Aller au contenu principal

Zone à défendre


Zone à défendre


L'expression zone à défendre (ZAD) est un néologisme militant utilisé en France, en Belgique et en Suisse pour désigner des espaces occupés illégalement par des activistes, souvent issus de l'extrême gauche, dans le but de s'opposer à des projets de construction jugés néfastes pour l'environnement. Les ZAD prennent généralement la forme de squats en plein air et servent également de lieux de vie autonome,,,.

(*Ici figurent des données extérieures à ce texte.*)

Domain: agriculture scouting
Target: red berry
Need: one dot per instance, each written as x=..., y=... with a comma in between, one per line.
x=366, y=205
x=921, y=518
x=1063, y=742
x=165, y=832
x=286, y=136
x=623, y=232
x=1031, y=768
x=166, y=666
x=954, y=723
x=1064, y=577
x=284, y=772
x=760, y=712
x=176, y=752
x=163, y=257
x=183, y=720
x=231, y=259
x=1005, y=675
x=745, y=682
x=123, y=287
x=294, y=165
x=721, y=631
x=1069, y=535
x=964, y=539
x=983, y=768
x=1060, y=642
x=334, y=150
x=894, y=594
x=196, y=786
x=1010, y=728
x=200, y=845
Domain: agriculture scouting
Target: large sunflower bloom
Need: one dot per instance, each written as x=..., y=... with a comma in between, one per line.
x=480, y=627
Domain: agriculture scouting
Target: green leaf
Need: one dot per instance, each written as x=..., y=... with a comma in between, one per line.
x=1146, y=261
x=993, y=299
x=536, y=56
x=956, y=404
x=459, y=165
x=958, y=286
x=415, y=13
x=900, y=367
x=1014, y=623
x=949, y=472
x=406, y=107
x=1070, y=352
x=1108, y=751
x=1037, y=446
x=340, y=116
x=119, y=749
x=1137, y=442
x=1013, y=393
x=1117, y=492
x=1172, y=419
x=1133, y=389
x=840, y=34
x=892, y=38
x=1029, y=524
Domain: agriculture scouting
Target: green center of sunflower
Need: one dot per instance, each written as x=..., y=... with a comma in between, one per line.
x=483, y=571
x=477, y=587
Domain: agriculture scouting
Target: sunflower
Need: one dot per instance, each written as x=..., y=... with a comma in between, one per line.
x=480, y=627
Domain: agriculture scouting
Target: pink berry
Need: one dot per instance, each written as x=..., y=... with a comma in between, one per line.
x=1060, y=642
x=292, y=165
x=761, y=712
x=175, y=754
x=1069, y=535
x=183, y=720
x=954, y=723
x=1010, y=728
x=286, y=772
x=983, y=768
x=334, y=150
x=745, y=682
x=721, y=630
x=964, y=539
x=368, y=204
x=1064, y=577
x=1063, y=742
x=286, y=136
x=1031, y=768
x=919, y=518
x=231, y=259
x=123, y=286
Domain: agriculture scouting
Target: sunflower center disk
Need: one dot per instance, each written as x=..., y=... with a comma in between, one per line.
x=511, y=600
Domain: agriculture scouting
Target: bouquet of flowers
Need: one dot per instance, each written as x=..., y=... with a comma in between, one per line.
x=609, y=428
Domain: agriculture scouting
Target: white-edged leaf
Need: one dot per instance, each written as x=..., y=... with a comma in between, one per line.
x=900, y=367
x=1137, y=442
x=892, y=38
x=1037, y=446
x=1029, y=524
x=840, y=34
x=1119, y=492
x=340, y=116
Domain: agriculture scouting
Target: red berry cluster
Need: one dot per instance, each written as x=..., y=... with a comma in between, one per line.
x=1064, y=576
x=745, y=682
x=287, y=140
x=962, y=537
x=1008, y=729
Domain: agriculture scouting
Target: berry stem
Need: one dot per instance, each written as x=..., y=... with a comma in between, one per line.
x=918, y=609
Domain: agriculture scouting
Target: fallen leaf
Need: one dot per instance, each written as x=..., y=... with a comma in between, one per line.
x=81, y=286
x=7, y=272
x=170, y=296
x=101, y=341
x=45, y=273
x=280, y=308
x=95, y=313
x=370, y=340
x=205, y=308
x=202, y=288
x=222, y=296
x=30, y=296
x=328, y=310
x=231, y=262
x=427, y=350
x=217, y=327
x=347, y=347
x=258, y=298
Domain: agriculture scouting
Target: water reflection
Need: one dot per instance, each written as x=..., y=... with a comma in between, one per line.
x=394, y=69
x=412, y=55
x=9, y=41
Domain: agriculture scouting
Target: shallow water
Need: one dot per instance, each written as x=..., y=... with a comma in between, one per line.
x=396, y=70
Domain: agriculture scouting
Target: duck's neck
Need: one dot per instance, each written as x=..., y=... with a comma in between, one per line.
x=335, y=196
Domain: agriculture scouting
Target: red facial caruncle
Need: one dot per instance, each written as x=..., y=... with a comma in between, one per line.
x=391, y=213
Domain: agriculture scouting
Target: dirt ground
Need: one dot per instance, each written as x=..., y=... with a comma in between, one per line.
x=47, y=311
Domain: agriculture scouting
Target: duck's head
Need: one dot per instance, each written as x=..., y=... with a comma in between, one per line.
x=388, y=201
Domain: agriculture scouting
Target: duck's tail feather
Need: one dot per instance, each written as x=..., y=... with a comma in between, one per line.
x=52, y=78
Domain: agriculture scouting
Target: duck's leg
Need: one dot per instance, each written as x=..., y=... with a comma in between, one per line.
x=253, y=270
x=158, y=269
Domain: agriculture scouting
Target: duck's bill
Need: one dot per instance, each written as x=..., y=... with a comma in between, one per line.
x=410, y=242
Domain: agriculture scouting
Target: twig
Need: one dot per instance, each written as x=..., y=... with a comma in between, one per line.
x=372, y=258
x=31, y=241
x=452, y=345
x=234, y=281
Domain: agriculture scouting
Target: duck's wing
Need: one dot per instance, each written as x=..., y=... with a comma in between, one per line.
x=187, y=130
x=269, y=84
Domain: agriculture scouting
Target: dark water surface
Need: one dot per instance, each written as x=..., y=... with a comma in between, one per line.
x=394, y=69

Les ZAD se trouvent principalement dans des zones ayant une importance environnementale ou agricole, bien que le terme ait également été utilisé pour des occupations en milieu urbain, comme à Rouen ou à Décines-Charpieu,. Bien qu'il n'existe pas de chiffre officiel, on estime qu'il y avait entre 10 et 15 ZAD en France au début de l'année 2016.

Les habitants des ZAD sont appelés les « zadistes ». La plupart d'entre eux sont des squatters de la mouvance autonome , même si, dans certains cas, par exemple à Notre-Dame-des-Landes, la population est nettement plus hétérogène, composée d'« éleveurs de père en fils, « néo-ruraux », militants anticapitalistes et « anti-système » ».

Histoire

Contexte

Pour Christophe Bourseiller, les ZAD sont une création de l'ultra-gauche à laquelle, par la suite, se sont adjointes d'autres courants,. Les Zones autonomes temporaires (ZAT), de provisoires occupations lors des manifestations, seront la matrice des ZAD. Les Zones à défendre permettent d'agréger le mouvement anti-autoritaire à un courant de rejet de la société de consommation : retour à l'agriculture bio et contestation de l'ordre établi. Selon Christophe Bourseiller, ce courant s'illustre par exemple à Notre-Dame-Des-Landes, où au cœur de la ZAD on trouve « le village anti-autoritaire », bastion de ces tendances.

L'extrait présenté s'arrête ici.